Esse remédio consistiu no envio à Terra, de um segundo Adão, Jesus Cristo, que é o próprio Filho de Deus feito homem. Este mereceu para todo o gênero humano, desde Adão até a última geração, novo acesso à graça santificante, às virtudes e aos dons sobrenaturais anexos, restituindo assim ao homem pecador a possibilidade de conseguir o seu fim sobrenatural. Por Cristo e pela aplicação dos méritos de Cristo no Antigo e no Novo Testamento, os homens estão de novo adaptados ao seu fim sobrenatural e positivamente integrados na ordem sobrenatural.

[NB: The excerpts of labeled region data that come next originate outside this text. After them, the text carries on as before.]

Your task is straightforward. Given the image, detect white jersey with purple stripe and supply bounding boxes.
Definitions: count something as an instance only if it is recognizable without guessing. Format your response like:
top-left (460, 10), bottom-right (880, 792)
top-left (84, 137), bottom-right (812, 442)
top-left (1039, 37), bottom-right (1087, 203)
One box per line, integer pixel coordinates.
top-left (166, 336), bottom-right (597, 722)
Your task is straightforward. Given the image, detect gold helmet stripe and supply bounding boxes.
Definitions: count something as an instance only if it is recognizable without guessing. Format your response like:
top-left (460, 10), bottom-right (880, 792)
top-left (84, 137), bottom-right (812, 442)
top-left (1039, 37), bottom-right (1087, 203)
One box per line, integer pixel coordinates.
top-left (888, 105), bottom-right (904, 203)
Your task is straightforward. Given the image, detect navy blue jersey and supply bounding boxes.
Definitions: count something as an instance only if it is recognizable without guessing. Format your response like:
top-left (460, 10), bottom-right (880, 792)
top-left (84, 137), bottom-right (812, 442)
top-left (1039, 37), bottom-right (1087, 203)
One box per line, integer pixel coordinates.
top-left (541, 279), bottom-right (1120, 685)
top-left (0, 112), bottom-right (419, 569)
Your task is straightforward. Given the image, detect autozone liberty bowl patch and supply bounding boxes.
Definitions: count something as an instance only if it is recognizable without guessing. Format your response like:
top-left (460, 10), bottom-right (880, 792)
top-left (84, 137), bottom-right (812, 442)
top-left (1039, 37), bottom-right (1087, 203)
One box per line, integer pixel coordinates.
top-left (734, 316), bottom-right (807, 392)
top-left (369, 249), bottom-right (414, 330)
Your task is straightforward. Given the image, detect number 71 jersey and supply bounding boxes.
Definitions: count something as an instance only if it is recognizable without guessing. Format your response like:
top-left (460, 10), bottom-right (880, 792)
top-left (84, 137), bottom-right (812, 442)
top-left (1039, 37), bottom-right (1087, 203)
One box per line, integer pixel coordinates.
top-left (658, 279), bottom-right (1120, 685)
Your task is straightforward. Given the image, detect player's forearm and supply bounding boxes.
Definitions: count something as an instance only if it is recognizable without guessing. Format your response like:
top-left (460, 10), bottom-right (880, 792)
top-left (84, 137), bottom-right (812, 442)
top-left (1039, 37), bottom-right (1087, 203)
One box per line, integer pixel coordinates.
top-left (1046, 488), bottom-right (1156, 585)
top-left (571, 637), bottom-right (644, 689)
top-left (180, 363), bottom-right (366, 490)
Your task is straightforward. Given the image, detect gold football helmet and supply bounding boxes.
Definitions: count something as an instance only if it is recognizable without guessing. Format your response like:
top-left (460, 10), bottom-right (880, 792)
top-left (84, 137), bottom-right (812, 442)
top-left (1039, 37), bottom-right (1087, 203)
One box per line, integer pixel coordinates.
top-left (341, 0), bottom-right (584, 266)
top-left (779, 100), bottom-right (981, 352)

Quanto aos dons preternaturais, cuja função era conferir um subsídio à natureza humana, isentando-a de suas misérias congênitas, eles não nos foram restituídos. Não; o caminho de volta para Deus após o pecado é árduo. Pode-se dizer que Deus mesmo quis que fosse tal.
E porque o quis?
Para que o sofrimento mesmo e a morte, que assinalaram o nosso caminho de afastamento do Pai Celeste, marquem atualmente, por efeito da Redenção de Cristo, nossa senda de regresso à casa do Pai; padecendo e morrendo, pagamos, de um lado, nosso tributo à Justiça e, de outro lado, desembocamos estupendamente na vida eterna. As próprias misérias da natureza, aceitas em união com a Cruz de Cristo, tornam-se os instrumentos concretos de nossa purificação e santificação. O Criador quis que a marca do mal se tornasse destarte também marca do bem; por isto Ele não extinguiu «a marca» (o sofrimento e a morte), ó Sabedoria Divina, que sabe envolver todas as coisas (até o que é mau) num plano benéfico!
Não restituindo os dons preternaturais ao homem, Deus não comete a mínima injustiça, pois o Senhor nada deve à criatura (injustiça em Deus suporia direito da parte do homem). Ao contrário, o desígnio divino manifesta maravilhosa arte do Criador, que, sem derrogar às exigências da justiça, faz que a própria e justa sanção sirva de resgate ao homem!
Pode acontecer, porém, que Deus conceda a uma ou outra alma justa aqui na Terra uma certa assemelharão ao estado paradisíaco; houve, por exemplo, santos que dominaram a natureza, acalmando tempestades, convivendo harmoniosamente com feras, ou curaram doenças, ressuscitaram mortos, falaram línguas novas, predisseram o futuro, etc. Trata-se de dons que o Senhor outorga esporadicamente, sem que isto possa ser previsto nem provocado; em geral, os santos não os pedem nem estão predispostos a crer que o Senhor os esteja agraciando desse modo. Nenhum desses fenômenos maravilhosos ou «paradisíacos» é característico necessário da graça santificante concedida aos filhos de Deus.
Acontece também que, por meio de processos hipnóticos e letárgicos, se deem casos de clarividência, impassibilidade, etc.; tais resultados, porém, obtidos por tal via nada têm de religioso; não podem ser relacionados com os dons paradisíacos nem com os milagres efetuados pelos santos, pois dons paradisíacos e milagres dos santos são essencialmente sinais religiosos ou sinais da presença de Deus que se digna .responder à fé e às orações dos homens (cf. «P. R. 11/1958, qu. 1).